While his family was aware that its pillar wasn't exactly going to cease existing—as normal people thought when they die—it didn't stop his youngest daughter, Masaki , from bawling her eyes out as she felt her father's reiatsu fluctuate wildly and then steadily drop. Her mother, who was watching the scene unfold with sad, but understanding gray eyes, tried to console her youngest child as her emotionally stronger other two siblings watched on in sympathy.

The room was filled with the beeping of the electrocardiograph in regular intervals. A sandaled foot settled on the windowsill, and Ichigo turned to regard his family members with a silent goodbye. His weak hands clenching the blanket covering his body weakened its grasp, as the intervals between the beeping of the ECG lessened. Masaki's sobbing increased as Orihime tightened her embrace around her daughter, and all of them closed their eyes as the machine finally flatlined.

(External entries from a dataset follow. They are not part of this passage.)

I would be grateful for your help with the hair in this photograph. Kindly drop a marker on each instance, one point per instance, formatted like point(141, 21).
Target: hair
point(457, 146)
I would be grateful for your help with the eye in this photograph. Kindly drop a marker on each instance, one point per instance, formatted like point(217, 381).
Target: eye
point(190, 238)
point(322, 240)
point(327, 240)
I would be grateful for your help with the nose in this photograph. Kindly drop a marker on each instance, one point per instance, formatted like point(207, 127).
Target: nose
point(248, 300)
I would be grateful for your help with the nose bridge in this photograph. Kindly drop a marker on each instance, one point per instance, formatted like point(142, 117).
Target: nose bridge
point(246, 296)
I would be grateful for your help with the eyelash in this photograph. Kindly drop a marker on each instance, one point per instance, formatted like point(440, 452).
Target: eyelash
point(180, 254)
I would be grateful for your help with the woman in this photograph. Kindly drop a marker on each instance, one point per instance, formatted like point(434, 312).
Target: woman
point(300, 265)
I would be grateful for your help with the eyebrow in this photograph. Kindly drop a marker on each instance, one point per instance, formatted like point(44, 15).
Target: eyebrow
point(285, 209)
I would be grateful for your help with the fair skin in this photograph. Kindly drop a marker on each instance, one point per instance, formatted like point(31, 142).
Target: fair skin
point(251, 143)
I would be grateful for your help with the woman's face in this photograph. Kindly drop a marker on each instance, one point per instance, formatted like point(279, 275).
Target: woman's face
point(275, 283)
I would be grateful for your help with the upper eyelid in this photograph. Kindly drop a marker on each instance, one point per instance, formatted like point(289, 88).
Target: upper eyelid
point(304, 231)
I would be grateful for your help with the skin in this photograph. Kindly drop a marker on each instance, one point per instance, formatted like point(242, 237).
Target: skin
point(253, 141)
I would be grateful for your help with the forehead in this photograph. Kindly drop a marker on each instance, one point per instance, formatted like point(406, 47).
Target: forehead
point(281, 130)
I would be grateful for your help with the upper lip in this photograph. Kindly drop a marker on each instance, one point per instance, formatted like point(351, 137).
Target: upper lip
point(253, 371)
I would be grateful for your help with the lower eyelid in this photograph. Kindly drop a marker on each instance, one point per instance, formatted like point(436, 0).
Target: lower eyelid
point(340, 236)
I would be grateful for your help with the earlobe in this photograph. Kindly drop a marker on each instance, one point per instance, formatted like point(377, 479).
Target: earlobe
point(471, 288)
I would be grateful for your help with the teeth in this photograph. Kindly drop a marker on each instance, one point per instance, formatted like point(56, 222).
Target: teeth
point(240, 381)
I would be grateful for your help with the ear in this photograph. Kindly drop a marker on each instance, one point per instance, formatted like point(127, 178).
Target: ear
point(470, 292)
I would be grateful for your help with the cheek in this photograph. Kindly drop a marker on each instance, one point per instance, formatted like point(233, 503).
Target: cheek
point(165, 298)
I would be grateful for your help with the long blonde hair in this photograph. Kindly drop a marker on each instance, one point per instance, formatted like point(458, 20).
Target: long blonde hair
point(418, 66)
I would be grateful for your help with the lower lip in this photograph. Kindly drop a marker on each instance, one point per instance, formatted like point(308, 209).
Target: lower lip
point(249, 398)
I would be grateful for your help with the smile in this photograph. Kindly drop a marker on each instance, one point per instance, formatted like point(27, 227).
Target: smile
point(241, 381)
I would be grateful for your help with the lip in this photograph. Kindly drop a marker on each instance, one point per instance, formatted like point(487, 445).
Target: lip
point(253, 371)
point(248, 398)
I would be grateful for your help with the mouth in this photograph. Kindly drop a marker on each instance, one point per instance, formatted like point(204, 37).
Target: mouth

It didn't take long for a young soul—probably around 17 or 18, his age when he regained his shinigami powers—sat up from the unmoving human body on the bed. The plus soul, who was wearing a standard shihakushō, glimpsed at his family with a smile, before giving his full attention to the shinigami crouching by the window with a solemn expression on her face. The nurses and doctors—who apparently were not gifted with spiritual awareness—entered the room and ushered his family out as they tried their hardest to revive his human body, repeating the arduous process of defibrillation over and over again. He looked at them with a face torn between amusement and pity, knowing the efforts were in vain. He shook his head as he looked away; he had other important matters to attend to. He stared back at the shinigami who had come—as she had promised almost a lifetime ago—to take him to Soul Society. She now stood in front of him, looking exactly as she did all those decades ago, her arm band bearing her division's insignia and number gleaming in the sunlight that passed through the window. He raised his arm in greeting.

"Yo."

In the moment it took for him to blink his eyes, Rukia had already unsheathed her zanpakutō and tapped his forehead with its hilt, catching him off-guard. His brown eyes widened in confusion—he didn't expect her to come greet him with a great big smile and a warm embrace, but he was much too perplexed at her lack of response to anything.

_No matter, _he thought as his body glowed, preparing him for his journey to Soul Society, _we have an eternity ahead of us to fix this problem._

Rukia didn't turn to watch the jigokuchō as it flew away.

X

To love and to cherish,

X

The events following his arrival in Seireitei was a blur to Ichigo. He was welcomed into Soul Society, given a position (he was to be a captain after a period of re-training, much to Renji's playful chagrin), assigned a squad, given a place of residence and briefed about the rules of Seireitei (which he only half-listened to).

It took him weeks to get the hang of it—it being "being dead"—and he was bombarded with tasks left, right, front and back. The teenager him would have gladly argued with anyone who gave him too much paperwork using his sword, but years of being the head of the family had nurtured in him a deep sense of responsibility.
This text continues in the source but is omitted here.